While no commitments have yet been made for the team’s move to the already sports crowded complex, club executives have said that if both sides could come to terms, it would be the best solution.
While Major League Soccer has had a club in the New York area since 1996, the league had long wanted to establish a franchise in New York City itself, a potentially lucrative market ripe for a team of its own, executives say.
In 2011, the league considered building a 25,000-seat stadium on a 14.5-acre pier at the west end of Houston Street in Manhattan.
Officials said they would rebuild the dilapidated pier and allow youth soccer teams to use the facilities. But the project, which sits in Hudson River Park, ran into local opposition.
Two years later, officials were in discussions with Mayor Bloomberg about building a soccer stadium on 10 acres in Flushing Meadows-Corona Park in Queens, where a professional tennis complex and a baseball stadium already occupied land.
Promises to spend $90 million to replace and upgrade youth soccer fields at Flushing Meadows did little to quell opposition there. That project was also hampered by the owners of the Mets, who demanded a prohibitively high rent for use of parking lots at CitiField.
Team officials then considered building a stadium at Aqueduct racetrack in Queens, but failed to garner enough political support to further that proposal.
So the soccer league and the club were off to the Bronx, just south of Yankee Stadium.

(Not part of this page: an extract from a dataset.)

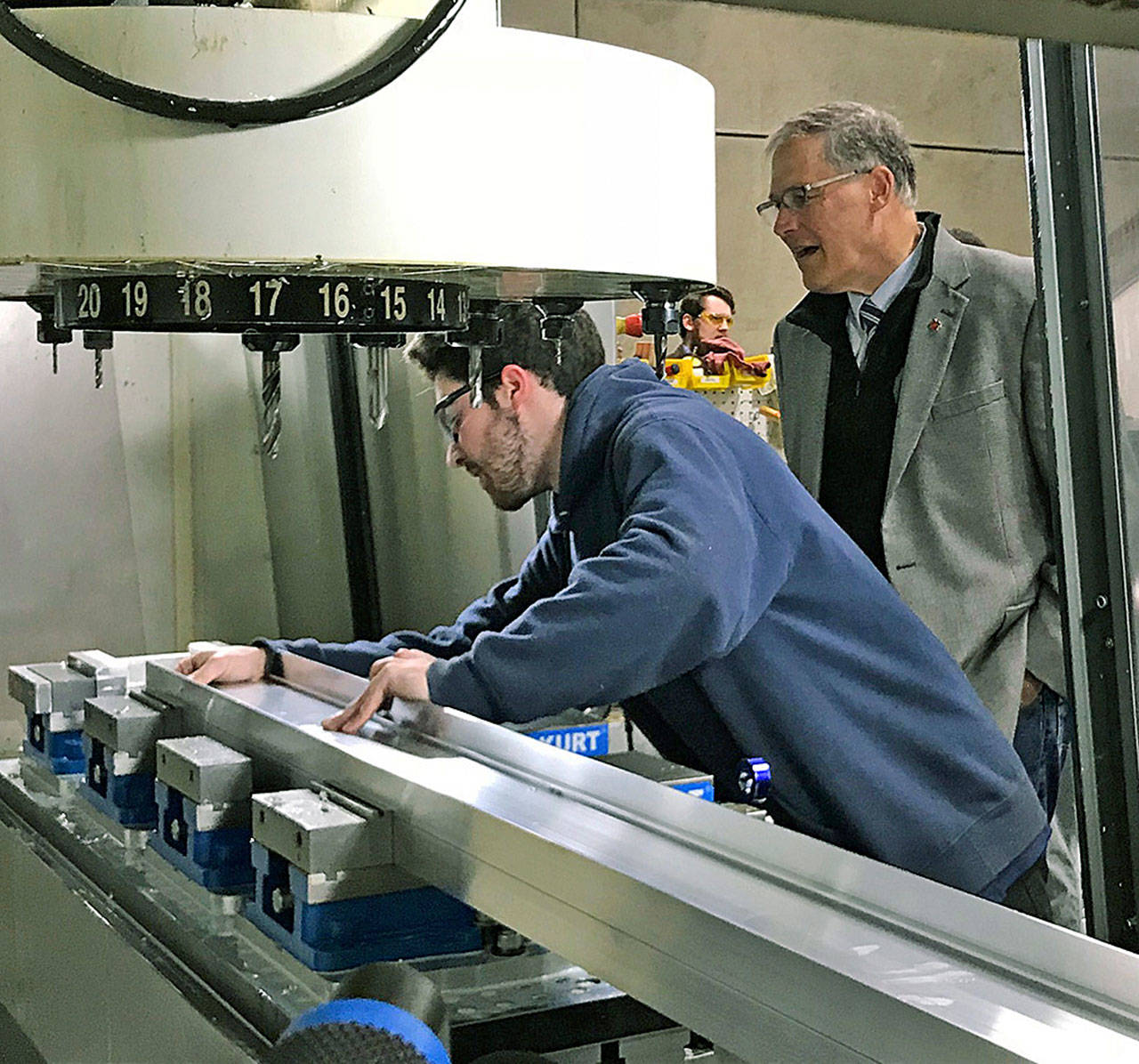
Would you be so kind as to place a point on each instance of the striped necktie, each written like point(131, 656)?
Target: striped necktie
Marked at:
point(869, 317)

They obtained an option to buy a factory, where they planned to build a stadium. The factory, in turn, would be moved to a new building.

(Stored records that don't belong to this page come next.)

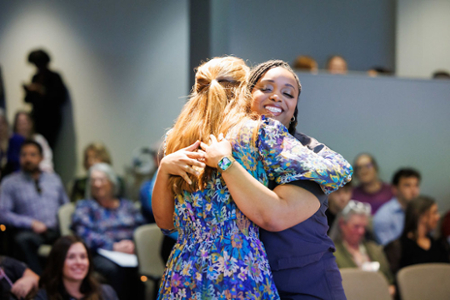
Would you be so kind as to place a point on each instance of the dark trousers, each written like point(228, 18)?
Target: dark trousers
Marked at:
point(26, 244)
point(318, 280)
point(125, 281)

But the option expired before the team could craft a deal with Mayor Bill de Blasio, Mr. Bloomberg’s successor. The latest spot is right back where the club started in 2011: Manhattan.
At first sight, the 23-acre Columbia University complex might not look like a suitable candidate.
The site’s sloping land, overlooking Spuyten Duyvil Creek, is already crammed with facilities for football, soccer, softball, field hockey and lacrosse. There are also a gymnasium, a tennis center, a boating center and athletic offices.
The plan, according to an executive briefed by the soccer club, would be to demolish the 17,000-seat Robert K. Kraft Field at Lawrence A. Wien Stadium and replace it with a 25,000-seat stadium that could be used by New York City F.C. and Columbia’s Lions. The new stadium could cost $400 million.
The franchise would also spend as much as $30 million to rehabilitate the surrounding fields for Columbia.
Although the complex sits in the quiet Inwood neighborhood, there are subway stops for the A line and the No. 1 train within a 10-minute walk. The Marble Hill Metro-North Railroad station is also 10 minutes away. Parking, however, could be tight.
The sharing arrangement with a college would not be unusual in M.L.S. The Houston Dynamo share their stadium with Texas Southern University’s football team, and the Portland Timbers do the same with Portland State. The San Jose Earthquakes played at Santa Clara University’s Buck Shaw Stadium from 2008 to 2014 before moving into their own soccer-specific stadium in San Jose this year.